It is understood that in other embodiments, the first peripheral edge 2222 and the third peripheral edge 2232 may not lie on the same circle, in which case, the first peripheral edge 2222 and the third peripheral edge 2232 may both be eccentric arcs or both include multiple arcs, while the first peripheral edge 2222 and the third peripheral edge 2232 are symmetrical about the outer pick body 221 (the center line 220 c).

In the present embodiment, as shown in fig. 4, the outer peripheral edge (fifth outer peripheral edge 2252) of the third tooth shoe 225 and the outer peripheral edge of the fourth tooth shoe 226 are asymmetric about the inner gear body 224 (center line 220c) along the seventh outer peripheral edge 2262, and the inner peripheral edge (sixth outer peripheral edge 2254) of the third tooth shoe 225 and the inner peripheral edge (eighth outer peripheral edge 2264) of the fourth tooth shoe 226 are symmetric about the inner gear body 224 (center line 220 c). In this way, not only can the thickness of the third tooth shoe 225 be different from the thickness of the fourth tooth shoe 226, but also the second gap 10b between the inner wall of the inner tooth body 224 and the outer wall surface 16c of the inner rotor 14 can be ensured to be uniform, which is more favorable for achieving higher output.

Specifically, in the present embodiment, the fifth peripheral edge 2252 and the seventh peripheral edge 2262 are located on different circles, and the sixth peripheral edge 2254 and the eighth peripheral edge 2264 are located on the same circle. That is, the sixth outer circumferential edge 2254 and the eighth outer circumferential edge 2264 are two arcs on a fourth circle, the fifth outer circumferential edge 2252 is an arc on a fifth circle, the seventh outer circumferential edge 2262 is an arc on a sixth circle, the fourth circle, the fifth circle, and the sixth circle are concentrically arranged, and the radii of the fourth circle, the fifth circle, and the sixth circle are all different. That is, the outer circumferential edge of the third tooth shoe 225 and the outer circumferential edge of the fourth tooth shoe 226 are located on different circles, and the inner circumferential edge of the third tooth shoe 225 and the inner circumferential edge of the fourth tooth shoe 226 are located on the same circle. In this way, not only can the thickness of the third tooth shoe 225 be different from the thickness of the fourth tooth shoe 226, but also the second gap 10b between the inner wall of the inner tooth body 224 and the outer wall surface 16c of the inner rotor 14 can be ensured to be uniform, which is more favorable for achieving higher output. It will be appreciated that in other embodiments, the sixth 2254 and eighth 2264 peripheral edges may be on different circles, while the fifth 2252 and seventh 2262 peripheral edges may be on the same circle. In this way, it is also possible to achieve a difference in thickness between the third tooth shoe 225 and the fourth tooth shoe 226.

It is understood that in other embodiments, the sixth outer circumferential edge 2254 and the eighth outer circumferential edge 2264 may not lie on the same circle, in which case, the sixth outer circumferential edge 2254 and the eighth outer circumferential edge 2264 may both be eccentric arcs or both include multiple arcs, while the sixth outer circumferential edge 2254 and the eighth outer circumferential edge 2264 are symmetrical about the inner gear body 224 (the centerline 220 c).

As shown in fig. 5, the present embodiment also provides a stator 12. The stator 12 includes a stator core 12 a.
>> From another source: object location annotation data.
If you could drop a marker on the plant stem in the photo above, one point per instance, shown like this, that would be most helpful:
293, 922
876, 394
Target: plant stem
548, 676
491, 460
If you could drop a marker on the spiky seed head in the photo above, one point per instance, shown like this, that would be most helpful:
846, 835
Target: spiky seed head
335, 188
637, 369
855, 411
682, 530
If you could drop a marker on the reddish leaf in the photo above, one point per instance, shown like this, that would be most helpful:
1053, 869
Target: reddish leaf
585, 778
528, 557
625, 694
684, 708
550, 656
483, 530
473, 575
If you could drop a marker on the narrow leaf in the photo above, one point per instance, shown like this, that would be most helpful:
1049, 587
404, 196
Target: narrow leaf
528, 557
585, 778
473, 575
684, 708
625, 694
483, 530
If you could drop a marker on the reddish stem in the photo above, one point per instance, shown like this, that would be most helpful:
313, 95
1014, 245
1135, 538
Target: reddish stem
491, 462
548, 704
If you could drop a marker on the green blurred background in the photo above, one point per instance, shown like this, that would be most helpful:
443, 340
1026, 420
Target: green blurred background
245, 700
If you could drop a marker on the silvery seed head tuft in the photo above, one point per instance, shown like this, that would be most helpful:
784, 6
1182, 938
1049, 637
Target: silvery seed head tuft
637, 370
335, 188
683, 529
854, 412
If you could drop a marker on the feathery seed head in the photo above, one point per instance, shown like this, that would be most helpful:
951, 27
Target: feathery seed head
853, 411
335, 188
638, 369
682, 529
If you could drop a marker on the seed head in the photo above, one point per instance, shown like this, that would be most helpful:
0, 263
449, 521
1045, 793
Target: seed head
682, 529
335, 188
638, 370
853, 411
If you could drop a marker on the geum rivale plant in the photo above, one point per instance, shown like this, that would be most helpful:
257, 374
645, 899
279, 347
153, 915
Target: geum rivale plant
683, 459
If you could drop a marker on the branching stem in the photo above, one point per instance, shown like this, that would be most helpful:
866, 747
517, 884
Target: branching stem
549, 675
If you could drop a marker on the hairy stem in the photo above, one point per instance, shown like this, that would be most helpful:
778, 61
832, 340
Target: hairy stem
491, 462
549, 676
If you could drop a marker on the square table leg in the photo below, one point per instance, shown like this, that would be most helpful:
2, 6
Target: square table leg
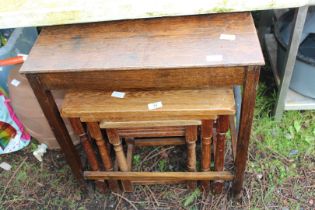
247, 115
52, 114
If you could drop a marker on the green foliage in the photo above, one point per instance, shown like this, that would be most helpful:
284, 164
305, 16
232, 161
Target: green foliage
188, 200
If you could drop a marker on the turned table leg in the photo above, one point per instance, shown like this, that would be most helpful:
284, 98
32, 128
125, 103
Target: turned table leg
247, 114
114, 139
222, 128
87, 147
206, 134
191, 138
96, 133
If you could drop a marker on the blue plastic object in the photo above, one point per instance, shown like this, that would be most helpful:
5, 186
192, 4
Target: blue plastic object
20, 41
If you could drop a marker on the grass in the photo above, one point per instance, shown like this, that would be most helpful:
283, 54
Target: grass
280, 172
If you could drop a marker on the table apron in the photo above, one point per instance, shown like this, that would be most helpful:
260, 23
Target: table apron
144, 79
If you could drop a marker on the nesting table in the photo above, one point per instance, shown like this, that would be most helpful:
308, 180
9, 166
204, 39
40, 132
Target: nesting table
167, 53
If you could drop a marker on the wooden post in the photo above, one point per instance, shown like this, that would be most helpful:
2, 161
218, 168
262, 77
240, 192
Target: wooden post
120, 156
247, 114
222, 128
130, 149
87, 147
96, 133
191, 138
206, 134
52, 114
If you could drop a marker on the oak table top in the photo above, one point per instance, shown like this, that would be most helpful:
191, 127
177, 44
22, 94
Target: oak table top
169, 53
160, 43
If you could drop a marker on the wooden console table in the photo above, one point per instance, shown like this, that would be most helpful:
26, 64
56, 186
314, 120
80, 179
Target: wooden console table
148, 54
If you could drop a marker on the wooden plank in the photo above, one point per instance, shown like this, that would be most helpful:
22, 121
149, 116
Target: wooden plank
176, 104
159, 141
143, 124
162, 43
148, 176
53, 12
157, 79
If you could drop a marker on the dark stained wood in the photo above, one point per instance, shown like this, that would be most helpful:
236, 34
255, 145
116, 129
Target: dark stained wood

The stator core 12a includes a plurality of stator laminations 200, and the plurality of stator laminations 200 are stacked in the thickness direction of the stator laminations 200. The top view of the end face of the stator core 12a is the same as the top view of the end face of the stator punching sheet 200, and the thickness of the stator core 12a is greater than that of the stator punching sheet 200.

The stator core 12a includes an annular yoke portion 122 and a double tooth portion 124. The double teeth 124 are plural, and the plural double teeth 124 are provided at intervals in the circumferential direction of the annular yoke 122. That is, the plurality of double-tooth portions 124 are all disposed on the annular yoke portion 122, and the plurality of double-tooth portions 124 are arranged at intervals and surround the annular yoke portion 122 for a circle. Specifically, in the present embodiment, the stator yokes 210 of the stator lamination 200 are stacked, and form the annular yoke 122 of the stator core 12a, that is, the annular yoke 122 includes a plurality of stacked stator yokes 210. The plurality of stator teeth 220 of the plurality of stator laminations 200 are stacked one on another and form a plurality of double teeth 124 of the stator core 12a, and each double tooth 124 includes a plurality of stacked stator teeth 220.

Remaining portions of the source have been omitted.